Nilgün kafasına çalınır gibi gelen yemeği yemedi. Kalkamadı da zaten. Ertesi gün Nilgün’ün annesi geldi. Nilgün, evde olanları anlatınca, annesi her gün evden gizli gizli Nilgün’e yemek getirip o iyileşinceye kadar bu gelip gitmeler devam etti. Evdekiler ise onun her gelişinde homurdanıyorlar, memnun olmuyorlardı.
Bir kaç hafta sonra Nilgün iyileşti ama evdekiler Nilgün’ü, Nilgün’de onları istemiyordu. Böylece Nilgün’ün babasına defalarca alıp götürmesi istemesine dayanamayarak kendi evlerinin yanında bir ev kiraladı ve onları otaya taşıyınca Nilgün evdekilerin manevi baskılarından, hakaretlerinden kurtulmuş olacaktı. Sadece eşinin şiddetine maruz kalacaktı. Buna bile sevinir duruma gelmişti Nilgün. Aslında onu da sevmiyordu. Boşanmayı çok istiyordu. Babası ve annesi her zaman ’’ sabret kızım!’’ demekle geçiştiriyorlardı onun boşanma isteğini.
İşte güzel günler geliyor diye sevindi Nilgün. Eşi üç ay sonra vatani görevi için gidecekti. Gün gelip eşi askere gidince Nilgün ailesinin yanına taşındı. Uzun bir süre onlarla olacağından dolayı çok mutluydu. Gümleyen yüzü az da olsa gülebilecekti.
Nilgün’ü bu hayat hiç rahat bırakmayacaktı. Eşi gittikten sonra okula gitmek için araştırmalar yapmaya başladı. Yarıda kesilen okulunu nasıl tamamlayabilirdi? Ama okuma hayali suya düştü. Çünkü; Nilgün hamileydi. Çocuğunun sağlıklı doğması için kendini yormayacaktı. Okula da bu nedenle başlayamadı. Artık Nilgün çocuğunu rahat dünyaya getirme hülyası ile mesut ve mutluydu baba evinde. Yeniden eski günlerine bir müddette olsa dönmüş yine arkadaşları geliyor güzel günler geçiriyordu. Ama o arkadaşlarının her gelişinde ağlıyor onlarla okulunu özlüyordu. Annesi ise ona okul konusunda moral veriyor, destek oluyordu.

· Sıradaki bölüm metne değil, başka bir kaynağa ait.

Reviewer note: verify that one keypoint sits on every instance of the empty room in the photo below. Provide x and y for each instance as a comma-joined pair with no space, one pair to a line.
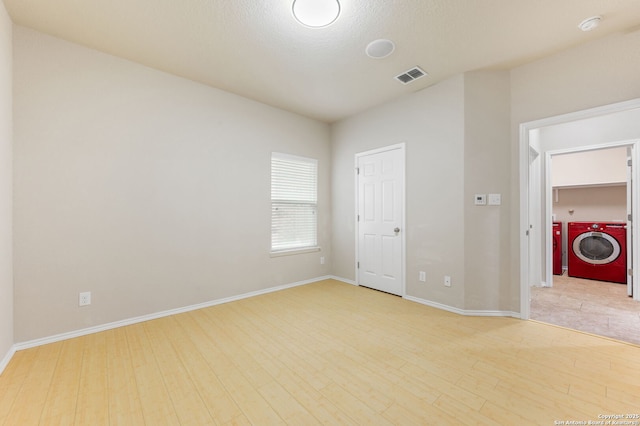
304,212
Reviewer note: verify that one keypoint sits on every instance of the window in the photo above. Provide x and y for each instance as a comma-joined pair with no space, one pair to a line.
294,202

-- Sen bir doğum yap kızım. Sonra ben seni okula göndereceğim.’’ dediğinde Nilgün inanamıyordu bir bebekle okula nasıl devam edebilirdi!
Olumsuz düşüncelere başını ağrıtırken annesinin dileği gerçekleşti Nilgün’ün. Nilgün doğumdan sonra bebeği ailesinin bakacağı sevinci ile Kız Meslek Lisesinin bazı bölümlerine kaydını yaptırdı.
Nilgün çok mutluydu, yeniden okuldaydı işte. Yeni bir okul, yeni arkadaşlar edinmişti. Sanki rüya gibi geliyordu Nilgün’e bütün bunlar. Mutluluğu tavan yapmıştı. Bütün o acı yılları sanki o yaşamamıştı. Yüzünde mavi güller açmaya başlamıştı...
Devam edecek...
Aygün Deniz
YORUMLAR
Cehennemde kadınların çok olacağı söylentisi var. Bence cani ruhlu erkeklerle dolacak! Mazlum ve masum kadınların savunucusu Resulullah A.S. olacak.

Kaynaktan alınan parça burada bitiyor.